Dennoch verschärfte die Regierung im November die Vorlage noch - das Innenministerium reagierte offenbar auf Klimaprotestierende, die im Herbst Autobahnen blockiert hatten. So führte sie eine neue Klausel ein: Wer den Bau einer Straße blockiert oder sich während eines Protests ankettet, soll künftig mit einer Freiheitsstrafe von bis zu 51 Wochen bestraft werden. Laut diesen Bestimmungen könnte selbst Patels heutiger Chef in Konflikt mit den Strafbehörden geraten, sollte Boris Johnson wider Erwarten sein Versprechen von 2016 einlösen, sich vor die Bulldozer zu legen, um den Ausbau des Londoner Flughafens Heathrow zu stoppen.

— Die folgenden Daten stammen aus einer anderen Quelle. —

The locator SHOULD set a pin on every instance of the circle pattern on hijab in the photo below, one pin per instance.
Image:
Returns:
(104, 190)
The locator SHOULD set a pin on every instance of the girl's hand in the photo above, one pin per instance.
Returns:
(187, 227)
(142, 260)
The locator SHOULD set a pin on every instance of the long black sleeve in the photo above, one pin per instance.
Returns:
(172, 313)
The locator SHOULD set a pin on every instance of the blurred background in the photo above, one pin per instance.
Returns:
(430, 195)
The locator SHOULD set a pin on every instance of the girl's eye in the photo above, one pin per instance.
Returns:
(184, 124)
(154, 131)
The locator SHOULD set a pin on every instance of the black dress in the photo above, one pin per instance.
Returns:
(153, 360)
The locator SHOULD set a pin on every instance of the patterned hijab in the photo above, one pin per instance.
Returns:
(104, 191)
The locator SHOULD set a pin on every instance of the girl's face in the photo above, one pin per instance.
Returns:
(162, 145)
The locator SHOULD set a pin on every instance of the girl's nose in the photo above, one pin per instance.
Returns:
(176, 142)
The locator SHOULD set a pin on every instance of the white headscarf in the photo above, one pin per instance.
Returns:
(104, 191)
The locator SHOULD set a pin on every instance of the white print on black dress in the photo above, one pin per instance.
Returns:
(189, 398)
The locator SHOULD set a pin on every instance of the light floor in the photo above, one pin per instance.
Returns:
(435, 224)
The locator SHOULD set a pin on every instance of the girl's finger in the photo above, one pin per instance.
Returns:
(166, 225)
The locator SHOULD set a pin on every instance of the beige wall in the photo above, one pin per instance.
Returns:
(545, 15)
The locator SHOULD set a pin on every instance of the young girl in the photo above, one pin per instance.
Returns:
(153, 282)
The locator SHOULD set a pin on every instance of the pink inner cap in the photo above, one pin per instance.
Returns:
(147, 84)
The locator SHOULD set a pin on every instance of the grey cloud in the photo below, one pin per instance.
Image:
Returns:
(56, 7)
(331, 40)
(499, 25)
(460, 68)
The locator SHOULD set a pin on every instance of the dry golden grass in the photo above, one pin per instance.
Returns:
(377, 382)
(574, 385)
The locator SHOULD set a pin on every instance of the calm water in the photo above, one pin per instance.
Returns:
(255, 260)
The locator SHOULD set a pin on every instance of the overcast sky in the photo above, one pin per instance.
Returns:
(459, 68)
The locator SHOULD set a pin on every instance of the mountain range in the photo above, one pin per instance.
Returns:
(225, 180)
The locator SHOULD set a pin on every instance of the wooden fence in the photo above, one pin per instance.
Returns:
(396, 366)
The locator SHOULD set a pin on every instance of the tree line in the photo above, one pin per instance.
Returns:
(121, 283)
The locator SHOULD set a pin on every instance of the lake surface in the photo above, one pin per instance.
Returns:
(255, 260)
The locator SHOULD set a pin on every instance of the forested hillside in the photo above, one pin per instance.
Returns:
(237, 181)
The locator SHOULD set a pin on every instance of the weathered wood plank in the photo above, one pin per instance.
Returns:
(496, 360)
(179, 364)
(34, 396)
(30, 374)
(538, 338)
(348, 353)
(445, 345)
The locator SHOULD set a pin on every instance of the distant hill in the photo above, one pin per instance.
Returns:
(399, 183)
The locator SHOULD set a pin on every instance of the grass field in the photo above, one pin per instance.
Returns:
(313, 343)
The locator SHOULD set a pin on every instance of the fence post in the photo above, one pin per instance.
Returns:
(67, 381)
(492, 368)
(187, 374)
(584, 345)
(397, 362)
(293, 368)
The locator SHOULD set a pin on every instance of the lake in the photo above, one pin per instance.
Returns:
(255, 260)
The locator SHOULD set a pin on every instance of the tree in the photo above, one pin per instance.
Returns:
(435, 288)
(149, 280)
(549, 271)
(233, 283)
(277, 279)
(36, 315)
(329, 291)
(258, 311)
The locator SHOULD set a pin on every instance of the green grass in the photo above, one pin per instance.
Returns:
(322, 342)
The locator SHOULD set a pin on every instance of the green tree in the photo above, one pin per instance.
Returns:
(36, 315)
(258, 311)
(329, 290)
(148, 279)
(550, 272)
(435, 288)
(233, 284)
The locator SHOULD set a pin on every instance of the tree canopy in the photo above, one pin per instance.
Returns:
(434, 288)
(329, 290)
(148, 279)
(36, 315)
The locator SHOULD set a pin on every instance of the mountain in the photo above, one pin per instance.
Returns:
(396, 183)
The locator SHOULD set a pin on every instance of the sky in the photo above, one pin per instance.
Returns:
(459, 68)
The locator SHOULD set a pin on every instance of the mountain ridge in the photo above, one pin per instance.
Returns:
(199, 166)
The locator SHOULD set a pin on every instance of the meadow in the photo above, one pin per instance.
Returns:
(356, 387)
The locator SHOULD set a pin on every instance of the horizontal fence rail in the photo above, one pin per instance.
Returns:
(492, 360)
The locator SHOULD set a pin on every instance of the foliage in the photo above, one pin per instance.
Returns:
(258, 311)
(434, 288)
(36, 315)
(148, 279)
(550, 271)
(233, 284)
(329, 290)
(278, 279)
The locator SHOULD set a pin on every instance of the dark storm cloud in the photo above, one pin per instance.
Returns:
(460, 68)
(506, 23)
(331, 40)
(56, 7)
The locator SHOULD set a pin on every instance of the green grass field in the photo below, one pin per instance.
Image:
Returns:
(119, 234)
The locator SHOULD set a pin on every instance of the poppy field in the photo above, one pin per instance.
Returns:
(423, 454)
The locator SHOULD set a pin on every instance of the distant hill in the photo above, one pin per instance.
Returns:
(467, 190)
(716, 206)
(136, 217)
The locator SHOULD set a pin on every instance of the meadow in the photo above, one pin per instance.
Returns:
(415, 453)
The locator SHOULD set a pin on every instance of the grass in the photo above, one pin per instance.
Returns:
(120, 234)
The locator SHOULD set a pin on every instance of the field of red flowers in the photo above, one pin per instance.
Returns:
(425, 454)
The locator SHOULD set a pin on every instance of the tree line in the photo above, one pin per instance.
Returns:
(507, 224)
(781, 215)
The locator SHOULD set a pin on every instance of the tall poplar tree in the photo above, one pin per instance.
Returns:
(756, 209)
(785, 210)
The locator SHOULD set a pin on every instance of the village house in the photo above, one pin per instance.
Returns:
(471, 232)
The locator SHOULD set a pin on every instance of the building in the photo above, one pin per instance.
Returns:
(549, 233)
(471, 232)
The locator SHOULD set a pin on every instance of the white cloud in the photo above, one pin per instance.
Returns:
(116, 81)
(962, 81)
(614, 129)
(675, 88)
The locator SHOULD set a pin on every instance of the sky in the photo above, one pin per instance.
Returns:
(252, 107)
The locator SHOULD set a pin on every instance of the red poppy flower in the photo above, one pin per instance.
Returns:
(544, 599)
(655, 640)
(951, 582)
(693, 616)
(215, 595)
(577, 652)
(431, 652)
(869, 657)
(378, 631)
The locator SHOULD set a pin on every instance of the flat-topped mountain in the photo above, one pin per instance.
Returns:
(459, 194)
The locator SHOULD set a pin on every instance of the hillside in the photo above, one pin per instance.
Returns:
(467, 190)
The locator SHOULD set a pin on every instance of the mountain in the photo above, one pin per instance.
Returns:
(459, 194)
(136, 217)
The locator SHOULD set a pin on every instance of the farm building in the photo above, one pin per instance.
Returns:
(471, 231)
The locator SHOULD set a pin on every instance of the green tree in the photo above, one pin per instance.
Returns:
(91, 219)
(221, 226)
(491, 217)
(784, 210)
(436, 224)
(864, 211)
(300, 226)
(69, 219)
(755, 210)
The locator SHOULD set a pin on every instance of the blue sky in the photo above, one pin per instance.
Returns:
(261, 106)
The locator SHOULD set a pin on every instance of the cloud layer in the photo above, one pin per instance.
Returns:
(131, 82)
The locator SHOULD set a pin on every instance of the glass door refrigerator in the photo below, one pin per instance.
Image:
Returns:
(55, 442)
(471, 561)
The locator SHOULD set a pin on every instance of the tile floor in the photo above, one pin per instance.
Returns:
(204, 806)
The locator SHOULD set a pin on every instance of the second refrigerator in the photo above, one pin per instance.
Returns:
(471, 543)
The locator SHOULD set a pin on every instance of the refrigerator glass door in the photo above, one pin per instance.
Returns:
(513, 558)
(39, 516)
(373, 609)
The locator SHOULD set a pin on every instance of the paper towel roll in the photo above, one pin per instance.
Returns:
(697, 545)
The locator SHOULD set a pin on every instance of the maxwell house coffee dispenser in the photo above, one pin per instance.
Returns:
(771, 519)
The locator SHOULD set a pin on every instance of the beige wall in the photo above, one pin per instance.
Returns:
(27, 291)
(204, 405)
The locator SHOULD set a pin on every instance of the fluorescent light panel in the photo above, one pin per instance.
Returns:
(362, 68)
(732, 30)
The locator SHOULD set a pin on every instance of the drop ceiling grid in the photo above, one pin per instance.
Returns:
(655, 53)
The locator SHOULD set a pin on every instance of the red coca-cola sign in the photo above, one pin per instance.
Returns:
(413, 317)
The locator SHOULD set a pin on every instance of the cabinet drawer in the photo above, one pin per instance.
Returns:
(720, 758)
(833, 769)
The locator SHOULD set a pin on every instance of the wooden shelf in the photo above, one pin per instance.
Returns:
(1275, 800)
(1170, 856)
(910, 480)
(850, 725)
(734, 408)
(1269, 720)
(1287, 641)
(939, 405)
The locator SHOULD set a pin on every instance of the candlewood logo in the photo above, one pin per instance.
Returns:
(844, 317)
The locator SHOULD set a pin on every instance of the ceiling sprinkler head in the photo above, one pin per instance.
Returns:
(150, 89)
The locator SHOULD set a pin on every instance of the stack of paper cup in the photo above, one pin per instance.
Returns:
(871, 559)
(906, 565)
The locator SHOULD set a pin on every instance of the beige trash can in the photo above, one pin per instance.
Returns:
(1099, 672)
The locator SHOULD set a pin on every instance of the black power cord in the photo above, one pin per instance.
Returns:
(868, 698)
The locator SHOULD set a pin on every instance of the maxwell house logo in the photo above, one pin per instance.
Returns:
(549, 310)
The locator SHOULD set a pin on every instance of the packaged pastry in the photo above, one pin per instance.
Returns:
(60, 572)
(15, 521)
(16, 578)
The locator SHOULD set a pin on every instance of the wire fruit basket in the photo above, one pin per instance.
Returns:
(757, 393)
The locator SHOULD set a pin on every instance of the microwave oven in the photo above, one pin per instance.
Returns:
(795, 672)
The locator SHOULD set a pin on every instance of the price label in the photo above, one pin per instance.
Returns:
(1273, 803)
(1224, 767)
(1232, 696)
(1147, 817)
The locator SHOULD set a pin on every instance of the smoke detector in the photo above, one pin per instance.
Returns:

Der Widerstand gegen die Gesetzesvorlage ist breit. Letztes Jahr protestierten Tausende immer wieder gegen die Policing Bill, in London, Glasgow, Bristol und anderen Städten. Bürgerrechtsorganisationen haben Alarm geschlagen. »Ein solch enormer und beispielloser Ausbau der Polizeibefugnisse würde zu viel Macht in die Hände des Staates legen«, schreibt Amnesty International. Ethnische Minderheiten, die in der britischen Strafjustiz bereits jetzt stark diskriminiert werden, würden noch mehr benachteiligt. Die Vorlage sei ein »Angriff auf unsere jahrhundertealten Rechte der Bewegungs-, Meinungs- und Versammlungsfreiheit«, schreibt Amnesty, und »völlig unvereinbar mit dem Selbstbild Großbritanniens als ein Ort der Freiheit.«

Der Vorstoß des Innenministeriums kommt zu einem Zeitpunkt, da der Ruf der Polizei bereits stark ramponiert ist. Insbesondere die Londoner Polizeibehörde hat immer wieder für negative Schlagzeilen gesorgt. Sie ist zum Beispiel rabiat vorgegangen gegen gewaltlose Proteste, etwa eine Mahnwache für Sarah Everard, die im März von einem Polizeibeamten ermordet worden war. Andererseits hat sie darauf verzichtet, offensichtliche Regelverstöße von Regierungsmitgliedern während der Covid-Lockdowns zu ahnden.